You are viewing a plain text version of this content. The canonical link for it is here.
Posted to user@tika.apache.org by Nate Findley <na...@zenlok.com> on 2013/12/21 19:02:10 UTC

Tika Server (JAXRS)

I am running Tika Server for processing files via curl requests.  The 
servers start running 100 CPU after a day or so.  I am wondering if 
there is any information about how to debug this situation.  The wiki is 
pretty thin on information.

Regards,
Nate

Re: Tika Server (JAXRS)

Posted by Rian J Stockbower <rs...@gmail.com>.
I've done some testing of Tika to determine how performant the JAXRS server
is under heavy loads by making 4-8 simultaneous requests as fast as the
webservice would respond, using a variety of test documents. (Some of these
document types were supported by Tika, some weren't.) I have a large text
extraction job coming up--millions of docs--and I needed to determine what
kind of resources I would need. During this testing, I found that CPU usage
was highest when Tika was unwinding exceptions. This CPU usage would
persist long after my ~10GB of documents had been completed.

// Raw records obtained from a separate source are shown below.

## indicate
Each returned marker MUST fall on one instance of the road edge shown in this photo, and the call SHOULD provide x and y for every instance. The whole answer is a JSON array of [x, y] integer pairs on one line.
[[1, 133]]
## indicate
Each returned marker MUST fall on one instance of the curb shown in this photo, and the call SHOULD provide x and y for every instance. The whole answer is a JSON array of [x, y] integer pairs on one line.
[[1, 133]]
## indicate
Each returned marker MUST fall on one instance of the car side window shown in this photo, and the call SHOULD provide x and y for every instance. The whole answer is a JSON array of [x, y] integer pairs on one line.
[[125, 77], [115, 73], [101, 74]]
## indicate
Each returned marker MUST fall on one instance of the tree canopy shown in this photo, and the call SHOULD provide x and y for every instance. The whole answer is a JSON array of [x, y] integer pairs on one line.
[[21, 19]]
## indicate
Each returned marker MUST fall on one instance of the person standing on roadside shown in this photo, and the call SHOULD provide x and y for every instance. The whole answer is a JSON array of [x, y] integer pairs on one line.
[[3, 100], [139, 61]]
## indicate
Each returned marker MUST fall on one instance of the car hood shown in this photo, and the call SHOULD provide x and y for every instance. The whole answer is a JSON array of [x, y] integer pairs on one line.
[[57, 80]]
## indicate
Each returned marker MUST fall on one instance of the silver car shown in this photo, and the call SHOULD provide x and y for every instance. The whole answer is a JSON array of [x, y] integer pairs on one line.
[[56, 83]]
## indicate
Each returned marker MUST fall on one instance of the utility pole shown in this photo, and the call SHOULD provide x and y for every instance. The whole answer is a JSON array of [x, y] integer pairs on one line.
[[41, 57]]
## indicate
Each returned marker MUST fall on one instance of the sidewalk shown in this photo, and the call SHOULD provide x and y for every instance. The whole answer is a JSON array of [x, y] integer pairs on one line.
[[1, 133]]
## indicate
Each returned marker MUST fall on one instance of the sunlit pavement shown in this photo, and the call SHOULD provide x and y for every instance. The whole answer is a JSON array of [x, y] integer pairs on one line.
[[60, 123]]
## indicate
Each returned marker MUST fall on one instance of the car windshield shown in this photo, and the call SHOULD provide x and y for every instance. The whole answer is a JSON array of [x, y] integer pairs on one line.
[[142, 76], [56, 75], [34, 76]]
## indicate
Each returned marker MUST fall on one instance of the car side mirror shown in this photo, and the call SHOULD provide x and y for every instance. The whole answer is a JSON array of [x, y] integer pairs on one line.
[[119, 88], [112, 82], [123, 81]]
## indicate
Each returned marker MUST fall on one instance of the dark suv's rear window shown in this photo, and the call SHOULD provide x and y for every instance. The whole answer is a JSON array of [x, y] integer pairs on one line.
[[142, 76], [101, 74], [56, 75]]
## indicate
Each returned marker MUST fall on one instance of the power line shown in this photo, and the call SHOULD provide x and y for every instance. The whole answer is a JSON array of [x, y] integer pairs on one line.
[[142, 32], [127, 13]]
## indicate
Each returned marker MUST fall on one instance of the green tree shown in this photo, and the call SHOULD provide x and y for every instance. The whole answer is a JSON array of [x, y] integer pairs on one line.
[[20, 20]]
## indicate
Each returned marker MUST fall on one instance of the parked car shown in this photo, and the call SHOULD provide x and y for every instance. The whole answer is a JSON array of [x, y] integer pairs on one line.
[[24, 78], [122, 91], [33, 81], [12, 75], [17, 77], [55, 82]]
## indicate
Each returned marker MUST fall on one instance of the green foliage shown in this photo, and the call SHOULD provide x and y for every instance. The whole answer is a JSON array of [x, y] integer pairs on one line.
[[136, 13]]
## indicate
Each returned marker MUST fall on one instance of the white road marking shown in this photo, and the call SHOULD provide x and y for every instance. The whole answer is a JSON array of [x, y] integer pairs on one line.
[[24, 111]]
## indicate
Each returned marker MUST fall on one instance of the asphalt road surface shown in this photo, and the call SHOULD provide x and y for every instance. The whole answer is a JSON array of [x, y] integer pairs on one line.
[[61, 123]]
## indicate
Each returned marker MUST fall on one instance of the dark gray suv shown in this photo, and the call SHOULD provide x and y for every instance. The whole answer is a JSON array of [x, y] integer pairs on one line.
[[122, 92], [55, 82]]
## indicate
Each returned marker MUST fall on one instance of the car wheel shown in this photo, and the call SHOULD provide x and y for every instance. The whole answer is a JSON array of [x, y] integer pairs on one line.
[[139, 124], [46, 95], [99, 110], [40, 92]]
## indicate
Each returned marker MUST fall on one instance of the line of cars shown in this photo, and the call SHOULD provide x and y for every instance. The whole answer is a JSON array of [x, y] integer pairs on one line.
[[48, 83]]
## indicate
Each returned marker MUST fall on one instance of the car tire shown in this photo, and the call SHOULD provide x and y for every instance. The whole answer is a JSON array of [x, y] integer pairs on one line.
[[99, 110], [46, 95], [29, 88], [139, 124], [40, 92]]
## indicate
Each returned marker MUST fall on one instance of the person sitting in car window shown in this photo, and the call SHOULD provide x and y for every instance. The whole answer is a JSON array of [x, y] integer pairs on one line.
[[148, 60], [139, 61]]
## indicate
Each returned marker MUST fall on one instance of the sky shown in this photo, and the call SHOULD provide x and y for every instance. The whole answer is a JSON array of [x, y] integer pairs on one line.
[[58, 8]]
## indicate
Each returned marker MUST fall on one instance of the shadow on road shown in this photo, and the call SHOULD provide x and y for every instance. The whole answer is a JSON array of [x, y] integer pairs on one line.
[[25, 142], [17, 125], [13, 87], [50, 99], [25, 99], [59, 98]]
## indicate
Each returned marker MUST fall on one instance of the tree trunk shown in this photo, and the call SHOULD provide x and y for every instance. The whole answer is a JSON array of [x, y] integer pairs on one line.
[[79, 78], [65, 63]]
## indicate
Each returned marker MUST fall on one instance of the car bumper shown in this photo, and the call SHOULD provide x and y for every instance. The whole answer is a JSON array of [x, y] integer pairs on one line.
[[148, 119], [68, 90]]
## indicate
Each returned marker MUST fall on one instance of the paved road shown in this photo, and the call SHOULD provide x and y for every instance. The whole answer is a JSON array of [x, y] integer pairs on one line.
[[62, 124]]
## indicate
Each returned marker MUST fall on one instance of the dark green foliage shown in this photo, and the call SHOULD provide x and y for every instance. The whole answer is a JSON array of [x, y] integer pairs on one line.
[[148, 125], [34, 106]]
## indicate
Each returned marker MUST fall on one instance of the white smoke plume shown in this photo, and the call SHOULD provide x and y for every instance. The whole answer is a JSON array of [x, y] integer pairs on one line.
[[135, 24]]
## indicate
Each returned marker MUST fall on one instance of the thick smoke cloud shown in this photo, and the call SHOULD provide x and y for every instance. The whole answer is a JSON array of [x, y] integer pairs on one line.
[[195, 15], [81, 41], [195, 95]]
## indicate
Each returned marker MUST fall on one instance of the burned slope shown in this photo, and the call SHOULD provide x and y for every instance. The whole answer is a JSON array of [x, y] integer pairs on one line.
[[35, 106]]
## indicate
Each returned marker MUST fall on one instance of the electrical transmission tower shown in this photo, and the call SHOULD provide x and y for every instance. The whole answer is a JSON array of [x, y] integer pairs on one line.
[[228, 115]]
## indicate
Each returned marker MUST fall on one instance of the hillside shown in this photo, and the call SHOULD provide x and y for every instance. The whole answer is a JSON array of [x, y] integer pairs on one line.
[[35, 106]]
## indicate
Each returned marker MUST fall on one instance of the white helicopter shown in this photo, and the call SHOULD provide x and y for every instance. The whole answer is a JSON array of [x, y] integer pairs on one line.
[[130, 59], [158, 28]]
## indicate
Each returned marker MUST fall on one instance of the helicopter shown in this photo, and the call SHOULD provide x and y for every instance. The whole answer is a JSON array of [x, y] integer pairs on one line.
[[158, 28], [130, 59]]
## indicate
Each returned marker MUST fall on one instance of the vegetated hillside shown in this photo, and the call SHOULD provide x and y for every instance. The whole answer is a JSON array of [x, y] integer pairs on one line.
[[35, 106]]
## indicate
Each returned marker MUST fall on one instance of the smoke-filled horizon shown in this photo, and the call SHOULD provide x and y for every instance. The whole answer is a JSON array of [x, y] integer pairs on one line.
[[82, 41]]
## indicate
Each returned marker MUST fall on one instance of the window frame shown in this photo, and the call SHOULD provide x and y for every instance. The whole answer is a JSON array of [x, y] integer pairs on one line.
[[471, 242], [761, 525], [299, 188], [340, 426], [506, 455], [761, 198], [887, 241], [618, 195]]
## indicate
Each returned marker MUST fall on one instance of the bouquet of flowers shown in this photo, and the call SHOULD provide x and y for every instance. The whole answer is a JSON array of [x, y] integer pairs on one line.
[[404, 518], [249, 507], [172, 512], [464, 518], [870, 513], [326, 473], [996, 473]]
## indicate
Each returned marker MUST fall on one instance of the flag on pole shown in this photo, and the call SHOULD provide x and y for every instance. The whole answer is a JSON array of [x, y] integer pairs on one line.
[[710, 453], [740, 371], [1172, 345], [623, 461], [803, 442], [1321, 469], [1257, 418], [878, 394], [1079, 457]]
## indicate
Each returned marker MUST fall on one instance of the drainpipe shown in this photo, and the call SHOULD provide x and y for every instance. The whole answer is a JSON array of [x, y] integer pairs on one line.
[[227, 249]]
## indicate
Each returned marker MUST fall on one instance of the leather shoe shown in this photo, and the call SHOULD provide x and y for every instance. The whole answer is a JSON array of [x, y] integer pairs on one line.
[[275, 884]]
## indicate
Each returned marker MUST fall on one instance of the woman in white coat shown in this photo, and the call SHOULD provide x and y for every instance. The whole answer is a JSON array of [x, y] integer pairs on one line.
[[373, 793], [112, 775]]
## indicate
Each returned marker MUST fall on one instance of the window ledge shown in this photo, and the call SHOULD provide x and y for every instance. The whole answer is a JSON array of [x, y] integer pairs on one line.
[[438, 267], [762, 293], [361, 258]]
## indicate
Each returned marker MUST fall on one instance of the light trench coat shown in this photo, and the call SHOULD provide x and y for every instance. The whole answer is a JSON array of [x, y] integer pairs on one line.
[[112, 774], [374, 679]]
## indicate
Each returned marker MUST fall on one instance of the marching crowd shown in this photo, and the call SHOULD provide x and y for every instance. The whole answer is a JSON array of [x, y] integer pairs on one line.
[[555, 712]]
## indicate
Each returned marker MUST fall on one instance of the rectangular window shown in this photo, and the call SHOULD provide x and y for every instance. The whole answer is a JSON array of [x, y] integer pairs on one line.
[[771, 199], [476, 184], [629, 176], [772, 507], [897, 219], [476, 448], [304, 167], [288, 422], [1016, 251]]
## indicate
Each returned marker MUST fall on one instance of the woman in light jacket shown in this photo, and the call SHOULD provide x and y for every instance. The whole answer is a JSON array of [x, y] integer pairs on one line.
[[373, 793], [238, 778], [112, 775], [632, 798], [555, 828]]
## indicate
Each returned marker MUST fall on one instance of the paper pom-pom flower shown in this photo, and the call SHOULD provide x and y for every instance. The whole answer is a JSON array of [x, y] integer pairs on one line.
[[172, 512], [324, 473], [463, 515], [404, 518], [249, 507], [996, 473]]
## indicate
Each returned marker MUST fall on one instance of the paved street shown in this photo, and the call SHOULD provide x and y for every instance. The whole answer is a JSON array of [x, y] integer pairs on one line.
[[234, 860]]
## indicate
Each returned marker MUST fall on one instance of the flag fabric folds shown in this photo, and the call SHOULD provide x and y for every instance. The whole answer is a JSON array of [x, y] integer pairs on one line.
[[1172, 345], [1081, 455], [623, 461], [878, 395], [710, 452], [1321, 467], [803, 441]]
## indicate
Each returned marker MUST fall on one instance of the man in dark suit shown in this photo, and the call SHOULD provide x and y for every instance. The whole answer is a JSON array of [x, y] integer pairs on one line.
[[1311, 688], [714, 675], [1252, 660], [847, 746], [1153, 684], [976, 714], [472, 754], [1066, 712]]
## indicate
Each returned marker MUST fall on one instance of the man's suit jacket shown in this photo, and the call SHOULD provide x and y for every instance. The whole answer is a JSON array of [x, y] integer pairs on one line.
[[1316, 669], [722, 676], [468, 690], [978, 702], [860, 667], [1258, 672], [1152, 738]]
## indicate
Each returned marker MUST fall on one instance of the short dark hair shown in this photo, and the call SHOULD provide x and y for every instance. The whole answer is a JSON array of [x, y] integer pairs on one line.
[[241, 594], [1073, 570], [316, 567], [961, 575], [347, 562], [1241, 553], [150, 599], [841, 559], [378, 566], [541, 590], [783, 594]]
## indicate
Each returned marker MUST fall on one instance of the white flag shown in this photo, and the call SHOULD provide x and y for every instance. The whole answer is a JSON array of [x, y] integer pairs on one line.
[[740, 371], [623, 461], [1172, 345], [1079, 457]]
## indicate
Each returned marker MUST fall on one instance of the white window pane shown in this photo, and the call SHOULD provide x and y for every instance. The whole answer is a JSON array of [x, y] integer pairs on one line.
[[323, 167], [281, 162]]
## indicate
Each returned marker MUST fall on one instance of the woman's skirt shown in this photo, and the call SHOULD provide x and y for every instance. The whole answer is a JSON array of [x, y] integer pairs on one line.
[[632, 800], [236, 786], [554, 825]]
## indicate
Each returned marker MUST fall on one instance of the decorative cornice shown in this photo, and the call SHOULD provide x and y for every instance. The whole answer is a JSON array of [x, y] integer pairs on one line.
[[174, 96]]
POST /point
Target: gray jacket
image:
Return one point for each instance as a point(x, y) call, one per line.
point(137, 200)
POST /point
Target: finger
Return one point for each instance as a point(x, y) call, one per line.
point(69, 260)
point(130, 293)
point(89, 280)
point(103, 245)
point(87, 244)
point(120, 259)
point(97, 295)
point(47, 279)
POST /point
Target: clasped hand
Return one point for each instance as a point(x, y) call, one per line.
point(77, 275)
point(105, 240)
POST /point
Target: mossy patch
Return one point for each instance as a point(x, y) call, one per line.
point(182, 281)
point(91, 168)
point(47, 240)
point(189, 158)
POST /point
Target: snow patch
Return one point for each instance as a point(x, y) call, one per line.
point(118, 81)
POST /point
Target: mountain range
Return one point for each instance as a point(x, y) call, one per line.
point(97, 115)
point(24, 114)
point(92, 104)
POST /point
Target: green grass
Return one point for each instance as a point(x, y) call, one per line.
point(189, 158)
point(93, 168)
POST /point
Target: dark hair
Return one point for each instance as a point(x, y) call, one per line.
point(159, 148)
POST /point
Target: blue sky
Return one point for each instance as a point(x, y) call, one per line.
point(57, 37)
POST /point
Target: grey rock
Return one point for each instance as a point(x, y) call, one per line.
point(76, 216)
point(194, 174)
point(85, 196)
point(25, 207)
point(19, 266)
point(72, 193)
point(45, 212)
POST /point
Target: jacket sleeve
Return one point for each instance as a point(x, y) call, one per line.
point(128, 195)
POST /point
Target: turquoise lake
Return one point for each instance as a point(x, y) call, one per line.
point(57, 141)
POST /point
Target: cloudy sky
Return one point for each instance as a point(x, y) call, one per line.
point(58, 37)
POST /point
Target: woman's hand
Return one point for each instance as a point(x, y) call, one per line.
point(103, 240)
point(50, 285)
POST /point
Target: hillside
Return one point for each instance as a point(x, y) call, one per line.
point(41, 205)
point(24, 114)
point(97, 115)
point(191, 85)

These stack traces appeared to pile up such that documents would continue
to be processed as requests were made, and Tika would opportunistically
print a stack trace when it wasn't busy responding to other work. These
stack traces would scroll by--often for several minutes--after I had
finished making requests. I didn't dig into the cause because when I began
filtering the document types I was sending it, performance got better, and
dramatically reduced the number of exceptions thrown. As you might expect,
this brought CPU (and memory!) usage down dramatically.

With that in mind:

   - Have you captured any console output?
   - How busy is your web service?
   - Are you filtering the document types before they're processed?
   - Can you reproduce the problem in a test environment?

 -Rian


On Sat, Dec 21, 2013 at 1:02 PM, Nate Findley <na...@zenlok.com> wrote:

> I am running Tika Server for processing files via curl requests.  The
> servers start running 100 CPU after a day or so.  I am wondering if there
> is any information about how to debug this situation.  The wiki is pretty
> thin on information.
>
> Regards,
> Nate
>